On October 14, 2016, the PUC approved a previously filed Joint Petition for Approval of Settlement of all issues providing for a $27.0 annual base distribution rate increase for UGI Gas. The increase became effective on October 19, 2016.

Distribution System Improvement Charge. State legislation permits gas and electric utilities in Pennsylvania to recover a distribution system improvement charge (“DSIC”) on eligible capital investments as an alternative ratemaking mechanism providing for a more-timely cost recovery of qualifying capital expenditures between base rate cases.

PNG and CPG received PUC approval on a DSIC tariff, initially set at zero, in 2014. PNG and CPG began charging a DSIC at a rate other than zero beginning on April 1, 2015 and April 1, 2016, respectively. In May 2017, the PUC issued a final Order to approve an increase of the maximum allowable DSIC to 7.5% of billed distribution revenues effective July 1, 2017, for PNG and CPG, pending reconsideration at each company’s Long-term Infrastructure Improvement Plan filing in 2018. PNG’s DSIC has been reset to zero as a result of its most recent rate case. The DSIC rate for PNG will resume upon exceeding the threshold amount of DSIC-eligible plant in service agreed upon in the settlement of its recent base rate case.

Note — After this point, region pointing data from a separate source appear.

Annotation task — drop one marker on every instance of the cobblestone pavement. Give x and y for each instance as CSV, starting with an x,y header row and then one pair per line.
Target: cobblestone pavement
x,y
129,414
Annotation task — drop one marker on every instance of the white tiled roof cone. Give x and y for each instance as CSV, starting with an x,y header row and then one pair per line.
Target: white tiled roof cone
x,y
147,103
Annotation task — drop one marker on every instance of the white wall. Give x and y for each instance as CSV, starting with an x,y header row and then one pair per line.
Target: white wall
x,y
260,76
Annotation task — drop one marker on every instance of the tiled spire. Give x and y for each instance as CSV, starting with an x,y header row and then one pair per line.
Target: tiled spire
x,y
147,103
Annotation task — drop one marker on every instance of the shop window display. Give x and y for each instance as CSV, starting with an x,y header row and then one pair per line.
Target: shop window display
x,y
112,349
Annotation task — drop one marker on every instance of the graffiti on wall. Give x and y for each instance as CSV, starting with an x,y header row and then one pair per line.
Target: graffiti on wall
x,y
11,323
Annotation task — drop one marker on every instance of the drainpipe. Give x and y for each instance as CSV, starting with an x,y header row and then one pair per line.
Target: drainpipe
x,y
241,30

In November 2016, UGI Gas received PUC approval to establish a DSIC tariff mechanism, capped at 5% of distribution charges billed to customers, effective January 1, 2017. UGI Gas will be permitted to recover revenue under the mechanism for the amount of DSIC-eligible plant placed into service in excess of the threshold amount of DSIC-eligible plant agreed upon in the settlement of its recent base rate case.